Titans of industry have lost billions in market meltdown. Luckily for them, they’re still rich
NEW YORK – Here’s something that might provide a bit of solace amid the plunging values in your retirement accounts: Warren Buffett is losing lots of money, too. So are Kirk Kerkorian, Carl Icahn and Sumner Redstone.
They are still plenty rich, but their losses – some on paper and others actually realized – illustrate how few have been spared in today’s punishing market when even big-name investors, corporate executives and hedge-fund titans are watching their wealth evaporate.
The portfolio damage for some of these high-fliers has soared to billions of dollars in recent months. They can’t just blame the market’s downdraft – some did themselves in with badly timed stock purchases or margin calls on shares bought with loans.
“It’s always hard to beat the market no matter who you are,” said Robert Hansen, senior associate dean at Dartmouth’s Tuck School of Business. “But when the ocean waters get that rough, it is hard for any boat to avoid getting swamped.”
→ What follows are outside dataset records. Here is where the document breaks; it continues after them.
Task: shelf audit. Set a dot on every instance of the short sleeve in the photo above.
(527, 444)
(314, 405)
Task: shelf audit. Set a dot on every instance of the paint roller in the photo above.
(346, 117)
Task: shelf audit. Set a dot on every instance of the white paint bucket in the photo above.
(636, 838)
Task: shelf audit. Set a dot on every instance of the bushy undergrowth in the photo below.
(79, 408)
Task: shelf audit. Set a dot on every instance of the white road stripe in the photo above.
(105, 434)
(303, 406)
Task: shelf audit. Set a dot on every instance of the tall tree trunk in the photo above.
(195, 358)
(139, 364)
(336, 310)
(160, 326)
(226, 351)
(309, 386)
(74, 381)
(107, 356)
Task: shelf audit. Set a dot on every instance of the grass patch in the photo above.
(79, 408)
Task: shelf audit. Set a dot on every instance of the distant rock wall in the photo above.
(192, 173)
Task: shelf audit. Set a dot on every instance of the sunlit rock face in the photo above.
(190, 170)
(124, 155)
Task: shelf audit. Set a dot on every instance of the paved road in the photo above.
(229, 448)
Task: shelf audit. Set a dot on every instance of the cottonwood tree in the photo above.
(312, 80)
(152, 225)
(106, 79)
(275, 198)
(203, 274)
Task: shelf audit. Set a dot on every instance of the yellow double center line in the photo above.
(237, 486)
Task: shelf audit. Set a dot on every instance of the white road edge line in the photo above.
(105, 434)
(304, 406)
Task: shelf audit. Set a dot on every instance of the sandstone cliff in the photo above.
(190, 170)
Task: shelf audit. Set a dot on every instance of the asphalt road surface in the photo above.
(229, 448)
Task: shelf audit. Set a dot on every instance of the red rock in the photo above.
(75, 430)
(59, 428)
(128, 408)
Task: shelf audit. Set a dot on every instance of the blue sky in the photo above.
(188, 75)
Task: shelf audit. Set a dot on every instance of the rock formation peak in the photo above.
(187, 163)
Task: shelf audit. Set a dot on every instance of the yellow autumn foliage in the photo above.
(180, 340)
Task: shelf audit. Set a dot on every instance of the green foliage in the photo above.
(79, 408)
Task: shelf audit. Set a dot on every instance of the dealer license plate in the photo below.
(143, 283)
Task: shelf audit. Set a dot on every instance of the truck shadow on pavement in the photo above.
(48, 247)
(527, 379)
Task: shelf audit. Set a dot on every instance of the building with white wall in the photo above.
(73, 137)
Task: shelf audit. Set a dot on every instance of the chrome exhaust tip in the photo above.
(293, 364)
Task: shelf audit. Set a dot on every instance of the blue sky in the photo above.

It has been a painful year for anyone exposed to the stock market. The Standard & Poor’s 500 stock index, considered a barometer for the broad market, has lost about 36 percent since January, with every single sector – including once thriving energy and utilities – seeing declines of about 20 percent or more.
Such losses in the last year have wiped out an estimated $2 trillion in equity value from 401(k) and individual retirement accounts, nearly half the holdings in those plans, according to new findings by the Center for Retirement Research at Boston College. Similar losses are seen in the portfolios of private and public pension plans, which have lost $1.9 trillion, the researchers found.
As stocks have plunged, so has the value of chief executives’ equity stakes in their own companies. The average year-to-date decline is 49 percent for the corporate stock holdings of CEOs at 175 large U.S. companies, according to new research by compensation consulting firm Steven Hall & Partners.
Topping that list is Buffett, who has seen the value of equity in his company, Berkshire Hathaway, fall by about $13.6 billion, or 22 percent, so far this year, to leave his holdings valued at $48.1 billion. Oracle founder and CEO Larry Ellison has seen his equity stake fall by $6.2 billion, or about 24 percent, to $20.1 billion, according to the research that ran from the start of the year through the close of trading Oct. 29.
Rounding out the top five in that study were Microsoft’s Steve Ballmer, whose company equity fell by $5.1 billion, to $9.4 billion; Amazon.com‘s Jeff Bezos, whose equity fell by $3.6 billion, to $5.7 billion; and News Corp.’s Rupert Murdoch, with a $4 billion contraction, to $3 billion.
News Corp. and Microsoft declined comment, while representatives from Berkshire Hathaway, Oracle and Amazon.com didn’t respond to requests for comment.
Those results included the value of the CEOs’ stock, exercisable and non-exercisable stock options and shares that haven’t yet vested. They are drawn from each company’s most recent proxy statement, which means they might not include subsequent stock purchases or sales.
“Everyone wants to see executives have skin in the game, and this shows they certainly do,” said Steven Hall, a founder and managing director of the compensation consulting firm. “But in the end, we have to remember they still have billions to fall back on.”
But there have been recent instances where executives’ large equity positions have blown up – not only damaging a particular CEO’s portfolio but the company’s shareholders, too.
A growing number of executives at companies including Boston Scientific, XTO Energy Corp. and Williams Sonoma Inc. have been forced to sell stakes in their companies to cover stock loans to banks and brokers. The company stock was used as collateral for those loans. The falling prices triggered what is known as a “margin call.”
“A decrease in insider ownership is bad for corporate governance,” said Ben Silverman, director of research at the research firm InsiderScore.com. “Then executives’ interests are less aligned with their shareholders.”
Investors in Chesapeake Energy Corp. were recently faced with the surprising news that company CEO Aubrey McClendon was forced to sell almost 95 percent of his holdings – representing more than a 5 percent stake in the natural gas giant – to meet a margin call. His fire sale of more than 31 million shares, valued at nearly $570 million, put downward pressure on Chesapeake’s stock in the days surrounding the mid-October transaction.
McClendon has called this a personal matter and said he would rebuild the ownership position, according to Chesapeake spokesman Tom Price.
Redstone, the famed 85-year-old chairman and controlling shareholder of CBS Corp. and Viacom Inc., was forced to sell $233 million worth of nonvoting shares in those companies. That was done to satisfy National Amusements’ loan covenants, which had been violated when the value of its CBS and Viacom shares fell below required levels in the loan agreements.
National Amusements is Redstone’s family holding company, and the stock sales represented 20 percent of the holding company’s CBS shares and 10 percent of its Viacom shares.